The TFSA is a great savings vehicle for all Canadians, but young investors can really take advantage of its benefits to build a substantial cash stash for retirement.
Stocks vs fixed income
Many people hold interest-paying GICs and Canada Savings Bonds in their TFSAs. That makes sense if you are older or absolutely cannot afford to take on any risk.

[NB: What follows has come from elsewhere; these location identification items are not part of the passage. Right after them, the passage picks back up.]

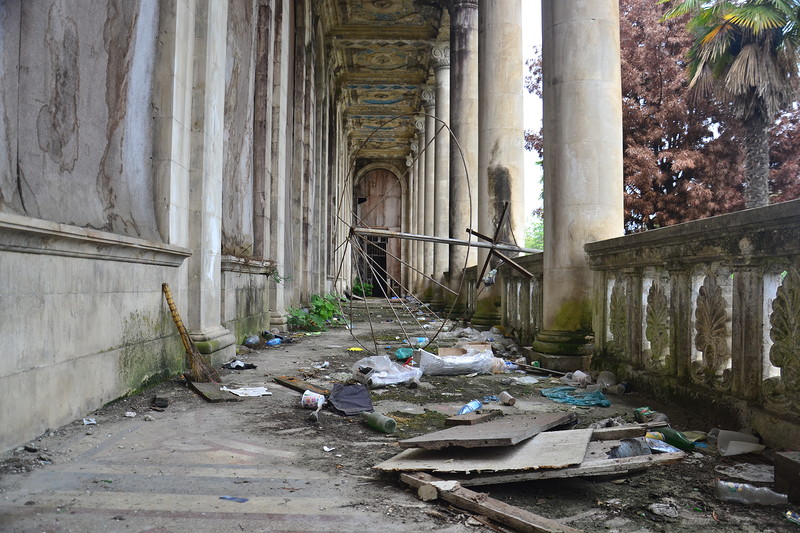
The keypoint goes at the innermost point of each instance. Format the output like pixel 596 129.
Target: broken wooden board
pixel 476 502
pixel 506 431
pixel 299 385
pixel 595 463
pixel 210 391
pixel 625 432
pixel 553 449
pixel 469 419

Unfortunately, these investments pay very little interest and don’t provide the opportunity for capital gains that investors can get from stocks.
The great thing about the TFSA is the ability savers have to harness the power of compounding by investing in dividend-paying companies and reinvesting the distributions in new shares.
When this is done inside the TFSA, the full amount of the dividend can be reinvested, and the capital gains on the stocks are not subject to any tax.
The strategy is useful for investors of all ages, but young savers have time on their side, and small initial investments can grow substantially over the course of 20 or 30 years.
Which stocks are best?
Investors should look for dividend-growth companies that have long track records of paying rising distributions supported by strong revenue and earnings growth.
Ideally, these companies hold leadership positions in their industries and enjoy competitive advantages that make it difficult for new entrants to spoil the party.
The Canadian market has a number of great companies to choose from. Let’s take a look at Bank of Montreal (TSX:BMO)(NYSE:BMO) and Rogers Communications Inc. (TSX:RCI.B)(NYSE:RCI) to see why they are solid picks to get you started.
Bank of Montreal
Bank of Montreal reported Q3 2015 profits of nearly $1.23 billion. That’s no typo–the company really is that profitable. The bank isn’t as big as some of its peers, but it commands a strong position in the Canadian market and continues to invest in opportunities that ensure it has the diversification needed to maintain its track record of growth.
The stock pays a quarterly dividend of $0.82 per share that yields about 4.3%.
A $10,000 investment in Bank of Montreal 20 years ago would be worth about $98,000 today with the dividends reinvested.
Rogers operates in an industry with very few serious competitors. That’s a great situation to be in, and investors are reaping the benefits.
The company remains the country’s largest mobile operator and is working through a turnaround process to improve customer service. The media division is gaining steam, and investors who want to own part of the Blue Jays and the Maple Leafs can do so by holding this stock.
Rogers pays a quarterly dividend of $0.48 per share that yields 3.6%.
A $10,000 investment in Rogers 20 years ago would now be worth about $107,000 with the dividends reinvested.